Insects cause substantial damage to crops, with the FAO estimating up to 40 percent of global crop losses, totaling around USD 220 billion annually. This underscores the critical need for innovative insect detection methods. Green leaf volatiles (GLVs) are organic compounds emitted by plants in response to insect attacks, offering potential for early detection . Current detection methods like gas chromatography–mass spectroscopy (GC-MS) are costly and complex, limiting real-time monitoring. There is a pressing need for affordable, portable sensors with high sensitivity to monitor GLVs in real time to address this critical agricultural challenge.

Chemical analyte binding to sensing materials can lead to optical, mechanical, thermal, electrical, and mass changes.

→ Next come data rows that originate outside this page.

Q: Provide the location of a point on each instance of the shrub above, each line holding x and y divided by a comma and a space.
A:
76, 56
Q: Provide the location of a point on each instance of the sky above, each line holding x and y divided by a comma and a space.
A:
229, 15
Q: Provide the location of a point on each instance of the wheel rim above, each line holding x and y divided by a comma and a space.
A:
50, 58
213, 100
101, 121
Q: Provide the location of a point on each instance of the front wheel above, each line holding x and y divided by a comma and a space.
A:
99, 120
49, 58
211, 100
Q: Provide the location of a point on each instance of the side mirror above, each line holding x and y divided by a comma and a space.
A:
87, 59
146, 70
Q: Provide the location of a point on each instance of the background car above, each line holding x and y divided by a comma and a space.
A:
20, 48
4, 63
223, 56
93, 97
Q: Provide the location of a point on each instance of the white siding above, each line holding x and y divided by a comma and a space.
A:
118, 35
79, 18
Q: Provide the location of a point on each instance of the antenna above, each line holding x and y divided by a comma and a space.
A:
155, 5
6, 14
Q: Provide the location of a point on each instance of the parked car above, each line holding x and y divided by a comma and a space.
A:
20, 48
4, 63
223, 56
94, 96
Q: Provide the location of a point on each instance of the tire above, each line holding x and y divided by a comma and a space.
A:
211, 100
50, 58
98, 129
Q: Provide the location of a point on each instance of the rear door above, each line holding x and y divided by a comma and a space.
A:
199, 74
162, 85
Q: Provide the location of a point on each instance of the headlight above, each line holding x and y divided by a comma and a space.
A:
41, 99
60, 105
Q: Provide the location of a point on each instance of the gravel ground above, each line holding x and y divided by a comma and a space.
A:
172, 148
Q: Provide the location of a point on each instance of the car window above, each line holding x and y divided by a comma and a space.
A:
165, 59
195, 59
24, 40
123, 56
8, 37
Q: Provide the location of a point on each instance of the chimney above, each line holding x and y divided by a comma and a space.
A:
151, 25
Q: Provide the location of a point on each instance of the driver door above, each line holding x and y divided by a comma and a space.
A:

By utilizing a transducer capable of detecting these multidimensional changes, sensor performance, including sensitivity and selectivity, can be enhanced. In this study, we developed a novel sensor capable of capturing both piezoelectric and colorimetric signals for the sensitive and selective detection of hexanol, a well-known green leaf volatile. We used a piezoelectric micro quartz tuning fork (MQTF) as the transducer. The MQTF's two prongs were coated with a metal–organic framework (MOF)–thymol blue hybrid sensing material, enabling detection through both color change and resonating frequency shifts upon hexanol binding. MOFs offer a high surface area and tunable pore size, enhancing sensor sensitivity and selectivity. The sensor's frequency shift indicates mass change due to hexanol binding to MOFs, while colorimetric sensing relies on thymol blue's reaction with hexanol. Tests demonstrate the sensor's ability to detect hexanol from 60ppb to 250ppm with high sensitivity and selectivity. Its compact size, cost-effectiveness, simple fabrication, wide detection range, and accuracy make the MOF-based colorimetric–piezoelectric sensor an ideal choice for early insect herbivore attack detection in agriculture.